Video footage showed Jewish rioters throwing stones at Arab cars in Ramle – adjacent to Lod – causing one vehicle to crash into a roundabout and then a sidewalk, before fleeing the scene.
In one incident which occurred during the course of Tuesday night, Arab rioters broke into the home of a Jewish family living in Ramat Eshkol who had been evacuated, and vandalized every room in the apartment, causing extensive damage.
Reports were also made aware of settler activists making their way to Lod on Wednesday afternoon, although it was unclear if they managed to enter the city before the curfew was imposed.
Later on Tuesday, a protest was staged outside of the District Court of the Central region against the ongoing detention of three Jewish residents of Lod who are suspected of shooting at rioters, including Hasuna, amid the riots on Monday night.
Several hundred protesters demonstrated outside the court house, while MKs Matan Kahana of Yamina and Simcha Rothman of Religious Zionist Party attended the hearing.
The protesters cried out chants of “free the heroes,” “Jewish blood is not a free for all,” “Self-defense is not a crime,” “shame,” and demanded the immediate release of the detainees.
Meir Layosh, an activist in the Jewish community in Lod who was in attendance at the protests, insisted that on Monday night Jewish residents exit their apartment buildings to stop the approach of a large mob of rioters.
Layosh said that the rioters presented an immediate threat to the lives of the Jewish residents and that due to the ongoing absence of the police from the site of the riot, the residents who shot at the rioters did so to defend themselves from immediate, life-threatening danger.
“They have to be released immediately, this is self-defense in every degree. The police made a big mistake by taking 45 minutes to get there,” said Layosh.
In the hearing however, the court rejected the appeal of the four detainees to be released and their detention was extended until Thursday.
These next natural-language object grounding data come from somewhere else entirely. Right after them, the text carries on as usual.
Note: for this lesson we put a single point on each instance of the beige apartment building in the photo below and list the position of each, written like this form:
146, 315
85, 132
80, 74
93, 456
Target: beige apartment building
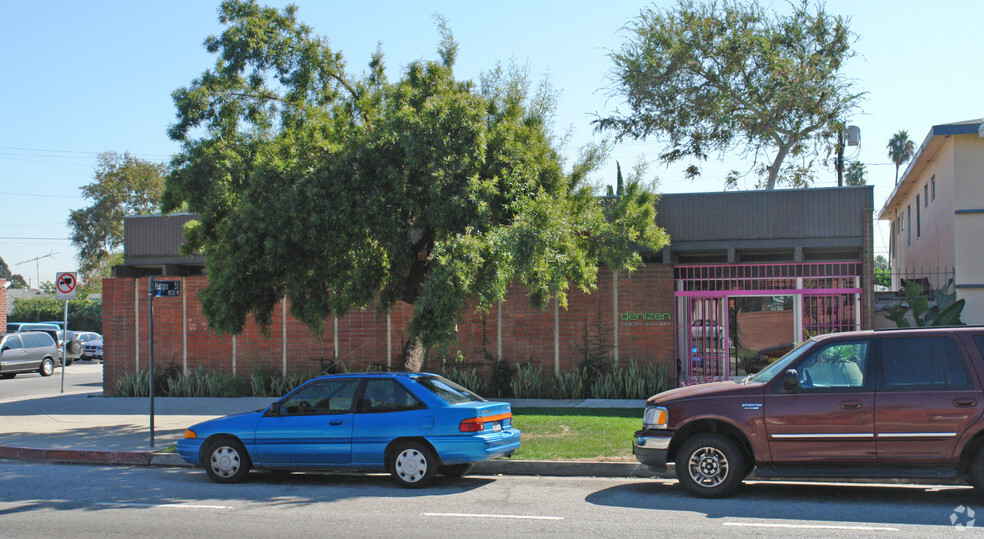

On Thursday, they were all released, KAN reported.
Earlier on Wednesday, some Jewish residents were in a state of shock at the violent events of the last 48 hours.
“My trust in my neighbors has been broken completely, I saw my neighbor join the riots, until then I believed we could live here together well, they have destroyed everything, everything good," said Rivi Abramovich, 28.
Yuval Hovav, 28, was the owner of the house which was broken into.
“We have only tried to bring light here, but they have set our cars on fire, I don’t know how I can live next to my neighbor any more, but I do not intend to leave, I’m not afraid, and I do not intend to allow Lod to turn into an Arab city, we are in the heart of the State of Israel,” said Hovav.